No momento da composição de narrativas a partir das diversas informações levantadas no processo investigativo da pesquisa, o vídeo – suporte destas mesmas informações – completa a sua função como ferramenta, tanto na construção, quanto na difusão do conhecimento.
Portanto, a nova etapa neste rumo busca amadurecer e ampliar a experiência audiovisual entre a comunidade que abriga, em seu lugar de morada, as ruínas do velho Engenho dos Erasmos.
A proposta é chegar a um possível método de uso da linguagem videográfica em ações educativas no contexto de trabalhos arqueológicos em campo, visando a participação da comunidade do entorno dos sítios arqueológicos de modo a propiciar as bases para a contribuição comunitária à preservação e conservação sustentável destes mesmos sítios.
Assim, o projeto caminha através de uma nova maneira de difundir o conhecimento gerado no âmbito da academia, tornando-o mais público e motivando as pessoas a participarem da construção deste conhecimento.


Bibliografia
CORDEIRO, Silvio et COSTA, Andre.

2001 Engenho São Jorge dos Erasmos - Imagens da Redescoberta. In Revista do Museu de Arqueologia e Etnologia da Universidade de São Paulo. São Paulo-SP.


Videografia
CORDEIRO, Silvio.

2003 Arqueologia dos Erasmos. Museu de Arqueologia e Etnologia da Universidade de São Paulo / OLHAR PERIFÉRICO: Grupo de Estudos Audiovisuais. Duração: 15 minutos. Formato: MiniDV / NTSC.

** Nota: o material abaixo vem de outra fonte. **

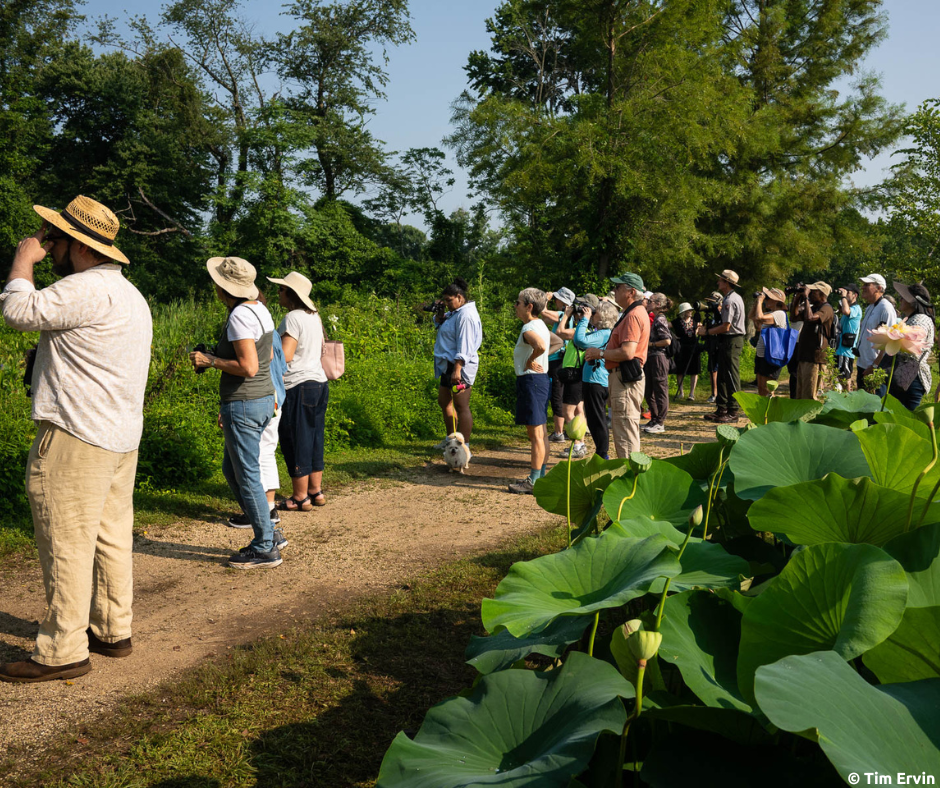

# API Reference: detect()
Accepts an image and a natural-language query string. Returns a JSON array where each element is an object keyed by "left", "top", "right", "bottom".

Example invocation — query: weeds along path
[{"left": 0, "top": 398, "right": 714, "bottom": 768}]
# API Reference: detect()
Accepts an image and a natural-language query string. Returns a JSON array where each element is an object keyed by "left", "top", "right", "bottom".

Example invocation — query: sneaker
[
  {"left": 228, "top": 545, "right": 282, "bottom": 569},
  {"left": 509, "top": 476, "right": 534, "bottom": 495}
]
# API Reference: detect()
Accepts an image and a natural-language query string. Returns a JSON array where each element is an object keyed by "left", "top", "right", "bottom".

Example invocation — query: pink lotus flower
[{"left": 868, "top": 321, "right": 930, "bottom": 356}]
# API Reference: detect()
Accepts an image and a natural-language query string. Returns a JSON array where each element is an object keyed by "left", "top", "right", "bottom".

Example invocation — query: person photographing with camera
[
  {"left": 434, "top": 277, "right": 483, "bottom": 450},
  {"left": 0, "top": 196, "right": 153, "bottom": 683}
]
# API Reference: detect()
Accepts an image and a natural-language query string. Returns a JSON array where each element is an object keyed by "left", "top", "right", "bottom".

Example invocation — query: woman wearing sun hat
[
  {"left": 190, "top": 257, "right": 284, "bottom": 569},
  {"left": 268, "top": 271, "right": 330, "bottom": 512}
]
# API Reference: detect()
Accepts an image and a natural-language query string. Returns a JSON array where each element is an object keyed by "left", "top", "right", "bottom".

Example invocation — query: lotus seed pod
[
  {"left": 627, "top": 630, "right": 663, "bottom": 660},
  {"left": 629, "top": 451, "right": 653, "bottom": 474},
  {"left": 715, "top": 424, "right": 741, "bottom": 449},
  {"left": 565, "top": 416, "right": 587, "bottom": 441}
]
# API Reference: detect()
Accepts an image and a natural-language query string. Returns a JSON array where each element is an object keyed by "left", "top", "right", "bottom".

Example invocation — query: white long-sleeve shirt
[{"left": 0, "top": 264, "right": 153, "bottom": 454}]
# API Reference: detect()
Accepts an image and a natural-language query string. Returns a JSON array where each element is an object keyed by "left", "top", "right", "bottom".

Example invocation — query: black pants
[
  {"left": 716, "top": 334, "right": 744, "bottom": 413},
  {"left": 581, "top": 384, "right": 618, "bottom": 460}
]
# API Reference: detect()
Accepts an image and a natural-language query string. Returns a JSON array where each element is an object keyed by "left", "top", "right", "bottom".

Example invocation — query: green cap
[{"left": 610, "top": 271, "right": 646, "bottom": 292}]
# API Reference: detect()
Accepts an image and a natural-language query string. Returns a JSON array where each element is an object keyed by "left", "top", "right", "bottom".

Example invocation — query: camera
[{"left": 421, "top": 301, "right": 447, "bottom": 315}]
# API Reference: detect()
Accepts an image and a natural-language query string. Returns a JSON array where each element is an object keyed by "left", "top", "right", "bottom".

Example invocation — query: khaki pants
[
  {"left": 795, "top": 361, "right": 823, "bottom": 399},
  {"left": 609, "top": 370, "right": 646, "bottom": 460},
  {"left": 26, "top": 421, "right": 137, "bottom": 666}
]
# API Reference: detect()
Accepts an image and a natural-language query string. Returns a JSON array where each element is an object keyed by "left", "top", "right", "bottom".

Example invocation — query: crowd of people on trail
[{"left": 0, "top": 196, "right": 940, "bottom": 682}]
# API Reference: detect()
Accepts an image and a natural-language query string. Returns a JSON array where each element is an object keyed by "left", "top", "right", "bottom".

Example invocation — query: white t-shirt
[
  {"left": 512, "top": 319, "right": 551, "bottom": 376},
  {"left": 277, "top": 309, "right": 326, "bottom": 389},
  {"left": 226, "top": 302, "right": 274, "bottom": 342}
]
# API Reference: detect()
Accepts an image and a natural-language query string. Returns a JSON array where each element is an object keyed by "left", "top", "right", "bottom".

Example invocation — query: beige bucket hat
[
  {"left": 33, "top": 194, "right": 130, "bottom": 265},
  {"left": 206, "top": 257, "right": 258, "bottom": 301},
  {"left": 266, "top": 271, "right": 318, "bottom": 312}
]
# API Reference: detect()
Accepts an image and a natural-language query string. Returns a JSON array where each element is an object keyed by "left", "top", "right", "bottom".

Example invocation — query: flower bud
[
  {"left": 629, "top": 451, "right": 653, "bottom": 475},
  {"left": 565, "top": 416, "right": 587, "bottom": 441},
  {"left": 627, "top": 630, "right": 663, "bottom": 661}
]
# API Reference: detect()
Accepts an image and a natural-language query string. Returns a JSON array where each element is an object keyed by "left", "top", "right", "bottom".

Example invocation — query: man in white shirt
[
  {"left": 0, "top": 196, "right": 153, "bottom": 683},
  {"left": 855, "top": 274, "right": 898, "bottom": 389}
]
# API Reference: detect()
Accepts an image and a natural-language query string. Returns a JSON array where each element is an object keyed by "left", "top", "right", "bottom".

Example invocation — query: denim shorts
[
  {"left": 516, "top": 373, "right": 552, "bottom": 427},
  {"left": 278, "top": 380, "right": 330, "bottom": 479}
]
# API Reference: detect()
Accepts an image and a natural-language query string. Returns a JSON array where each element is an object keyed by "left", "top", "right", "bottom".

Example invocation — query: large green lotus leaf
[
  {"left": 663, "top": 442, "right": 728, "bottom": 484},
  {"left": 465, "top": 616, "right": 590, "bottom": 674},
  {"left": 856, "top": 424, "right": 940, "bottom": 498},
  {"left": 814, "top": 391, "right": 881, "bottom": 429},
  {"left": 376, "top": 652, "right": 634, "bottom": 788},
  {"left": 734, "top": 391, "right": 823, "bottom": 424},
  {"left": 730, "top": 422, "right": 871, "bottom": 501},
  {"left": 755, "top": 651, "right": 940, "bottom": 784},
  {"left": 862, "top": 607, "right": 940, "bottom": 684},
  {"left": 748, "top": 473, "right": 940, "bottom": 547},
  {"left": 483, "top": 532, "right": 680, "bottom": 637},
  {"left": 650, "top": 538, "right": 750, "bottom": 594},
  {"left": 533, "top": 454, "right": 630, "bottom": 525},
  {"left": 659, "top": 591, "right": 751, "bottom": 711},
  {"left": 740, "top": 543, "right": 907, "bottom": 701},
  {"left": 885, "top": 525, "right": 940, "bottom": 607},
  {"left": 604, "top": 460, "right": 707, "bottom": 532}
]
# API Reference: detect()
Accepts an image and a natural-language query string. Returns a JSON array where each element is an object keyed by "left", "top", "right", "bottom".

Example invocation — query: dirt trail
[{"left": 0, "top": 404, "right": 714, "bottom": 765}]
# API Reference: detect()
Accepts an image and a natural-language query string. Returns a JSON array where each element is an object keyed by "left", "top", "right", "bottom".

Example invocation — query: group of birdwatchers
[
  {"left": 434, "top": 269, "right": 940, "bottom": 494},
  {"left": 0, "top": 196, "right": 934, "bottom": 682}
]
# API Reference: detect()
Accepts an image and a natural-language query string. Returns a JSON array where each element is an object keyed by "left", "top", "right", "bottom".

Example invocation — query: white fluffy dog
[{"left": 444, "top": 432, "right": 473, "bottom": 473}]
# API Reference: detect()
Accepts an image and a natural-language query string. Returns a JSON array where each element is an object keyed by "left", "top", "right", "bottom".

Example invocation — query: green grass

CORDEIRO, Silvio et COSTA, André.

2003 Engenho dos Erasmos: os flamengos na Capitania de S. Vicente. Material bruto preliminar. Museu de Arqueologia e Etnologia da Universidade de São Paulo / OLHAR PERIFÉRICO: Grupo de Estudos Audiovisuais. Formato: MiniDV NTSC.



2002 Engenho dos Erasmos: Imagens da Redescoberta. Museu de Arqueologia e Etnologia da Universidade de São Paulo / OLHAR PERIFÉRICO: Grupo de Estudos Audiovisuais. Duração: 21 minutos. Formato: MiniDV / NTSC.

NOTAS


  1. Para um contato com diversos aspectos da história do Engenho dos Erasmos ver REVISTA USP nº. 41, 1999.




  1. Escola Estadual Profª. Gracinda Maria Ferreira, Santos-SP.




  1. O OLHAR PERIFÉRICO, se constitui como um grupo de estudos audiovisuais, onde atuo no desenvolvimento e direção de videodocumentários, bem como na elaboração de projetos sociais, culturais e educativos junto as comunidades, com o usufruto participativo do vídeo.




  1. Módulo praticado na referida escola pública e coordenado pela Profª. Drª. Elaine Farias Veloso Hirata (MAE USP), vinculado ao Projeto Engenho São Jorge dos Erasmos: Estudos de Arqueologia da Paisagem (Processo FAPESP 00/03451-3).